Brasília, DF- O aumento do desemprego, aliado à queda da renda das famílias, está trazendo um prejuízo a mais para a Previdência Social. Os segurados estão buscando nas brechas da lei a possibilidade de obter qualquer benefício para conseguir levar algum dinheiro para casa. Os mais procurados são os benefícios temporários, como o auxílio-doença, onde a carência é menor. No auxílio-doença, bastam poucas contribuições para que o trabalhador possa solicitar o benefício e, muitas vezes, o seu valor chega perto do teto de R$ 2,5 mil, montante bastante superior ao rendimento médio do trabalhador.
''É uma porta aberta para a fraude'', admitiu, preocupado, o secretário-executivo do Ministério da Previdência Social, Floriano Martins. Ele disse que a demanda por auxílio-doença vem crescendo muito nas agências do Instituto Nacional do Seguro Social (INSS) e, em muitas delas, chega a representar 80% do movimento diário. Prova disso é a quantidade de benefícios concedidos em março. Foram 201.326, contra 108.602 em março de 2003, um salto de 85,4%. E o problema maior é que o auxílio-doença, um benefício por incapacidade temporária, pode ser transformado em aposentadoria por invalidez, de duração imprevisível.
O Ministério da Previdência Social suspeita que a brecha legal esteja, inclusive, sendo usada indevidamente. Relatos de servidores dão conta que muitas vezes as contribuições necessárias para a solicitação do benefício são pagas por outras pessoas. É que o pagamento de apenas 12 contribuições bastam para que o segurado solicite um auxílio-doença.
No caso de o trabalhador já ter sido segurado do INSS - e para isso basta ele ter contribuído uma única vez -, a carência de 12 meses é reduzida para 4 meses. Isso significa que bastam quatro contribuições, que podem ser feitas sobre o teto máximo, para que o segurado possa solicitar o benefício. Quanto mais ele contribuir, mais ele vai obter porque a regra é a média simples.

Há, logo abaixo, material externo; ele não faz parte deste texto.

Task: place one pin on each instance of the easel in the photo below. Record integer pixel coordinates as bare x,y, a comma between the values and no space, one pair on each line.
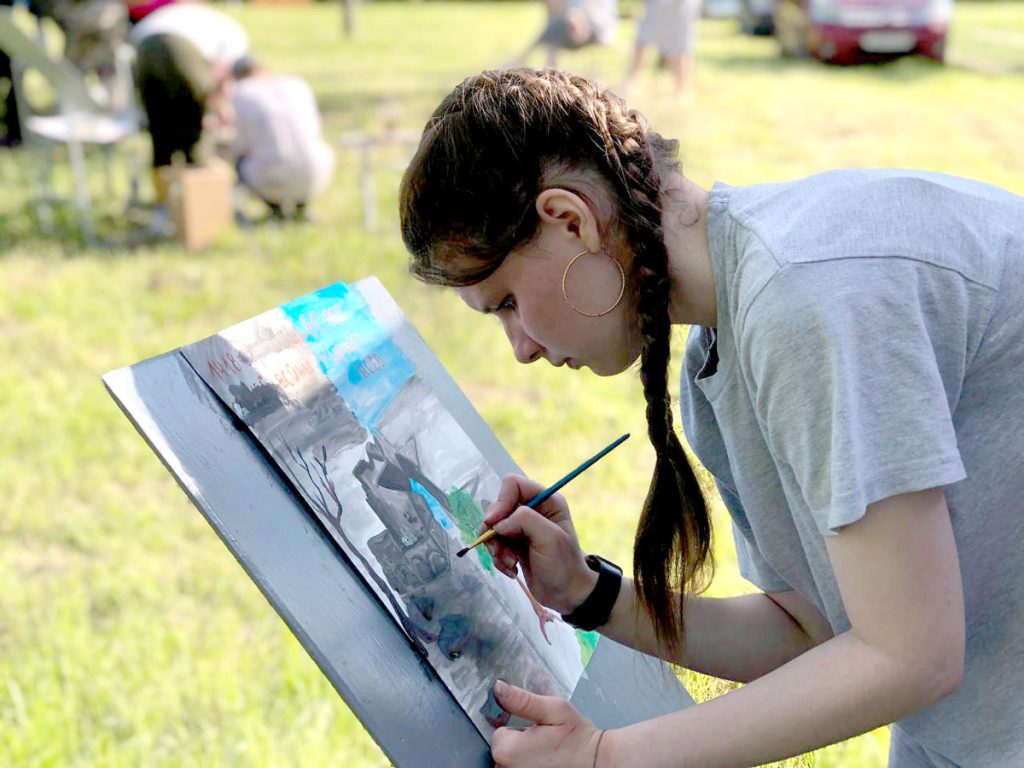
309,583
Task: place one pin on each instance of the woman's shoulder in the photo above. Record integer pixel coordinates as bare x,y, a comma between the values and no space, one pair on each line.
862,223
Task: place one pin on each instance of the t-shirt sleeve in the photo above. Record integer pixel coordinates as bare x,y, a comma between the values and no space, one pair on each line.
752,564
853,365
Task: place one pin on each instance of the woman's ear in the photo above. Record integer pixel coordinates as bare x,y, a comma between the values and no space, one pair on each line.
570,216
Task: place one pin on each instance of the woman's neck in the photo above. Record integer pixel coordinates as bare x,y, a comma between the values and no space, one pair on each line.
685,220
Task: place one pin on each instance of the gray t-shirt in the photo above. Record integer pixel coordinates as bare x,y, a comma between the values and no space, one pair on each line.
870,342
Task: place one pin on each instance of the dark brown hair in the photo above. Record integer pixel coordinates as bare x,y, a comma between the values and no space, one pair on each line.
467,200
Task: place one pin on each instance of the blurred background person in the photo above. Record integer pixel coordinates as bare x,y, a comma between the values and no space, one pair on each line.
184,55
10,122
671,28
572,25
279,148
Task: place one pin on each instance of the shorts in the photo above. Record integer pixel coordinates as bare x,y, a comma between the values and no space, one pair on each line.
671,26
905,753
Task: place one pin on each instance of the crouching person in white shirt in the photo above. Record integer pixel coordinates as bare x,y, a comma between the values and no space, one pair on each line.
280,153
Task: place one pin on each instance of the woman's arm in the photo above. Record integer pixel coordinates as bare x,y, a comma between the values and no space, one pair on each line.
899,577
735,638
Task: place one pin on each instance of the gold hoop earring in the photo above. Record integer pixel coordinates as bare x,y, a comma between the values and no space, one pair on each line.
578,310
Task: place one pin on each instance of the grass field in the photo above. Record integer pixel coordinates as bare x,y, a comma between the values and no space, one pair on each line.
128,634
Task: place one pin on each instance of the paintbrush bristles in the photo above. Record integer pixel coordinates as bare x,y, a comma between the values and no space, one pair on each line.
486,536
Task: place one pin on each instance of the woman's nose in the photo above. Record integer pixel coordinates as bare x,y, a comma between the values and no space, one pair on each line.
526,350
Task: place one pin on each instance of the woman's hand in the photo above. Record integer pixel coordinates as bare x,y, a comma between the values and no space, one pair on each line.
561,737
544,542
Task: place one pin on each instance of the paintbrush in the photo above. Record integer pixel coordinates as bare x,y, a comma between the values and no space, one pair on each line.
541,498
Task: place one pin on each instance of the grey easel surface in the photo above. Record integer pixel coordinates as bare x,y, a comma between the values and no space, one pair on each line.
307,580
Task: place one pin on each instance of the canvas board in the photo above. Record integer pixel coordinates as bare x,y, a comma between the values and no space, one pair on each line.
350,404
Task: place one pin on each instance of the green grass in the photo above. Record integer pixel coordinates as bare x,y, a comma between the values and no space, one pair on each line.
128,634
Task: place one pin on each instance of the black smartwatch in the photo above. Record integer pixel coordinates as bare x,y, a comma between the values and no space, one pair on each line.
594,611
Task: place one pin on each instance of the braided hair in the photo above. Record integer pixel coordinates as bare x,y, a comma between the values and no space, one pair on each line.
467,200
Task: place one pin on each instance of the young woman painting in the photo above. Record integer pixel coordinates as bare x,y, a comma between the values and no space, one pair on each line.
852,380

A Previdência Social suspeita que quadrilhas já estejam atuando sobre o auxílio-doença. Eles podem estar incentivando os trabalhadores a procurar os postos de atendimento e pagando as contribuições necessárias. Depois de passar pela perícia médica, a renovação é bem mais simples, podendo o benefício ser prorrogado por vários meses até ser transformado na aposentadoria por invalidez. A suspeita é de que as quadrilhas financiem o trabalhador no pagamento das contribuições e depois cobrem algum porcentual do auxílio ou alguns meses de pagamento a título de compensação.
Para solucionar o problema, a Previdência Social já tem pronto um projeto de lei, que os técnicos defendem que seja implementado por medida provisória. No projeto, o tempo de carência deve ser elevado para 12 meses. O mais importante, segundo os técnicos, é a forma de cálculo do benefício, que deixará de ser pela média simples. A proposta é de que, para o cálculo do valor a receber pelo segurado, seja sempre considerada a média das contribuições feitas, sempre por um período maior que 12 meses. Dessa forma, cairá bastante o valor do benefício para quem tiver poucas contribuições feitas ao sistema, o que desestimulará a demanda por quem não precisa dele.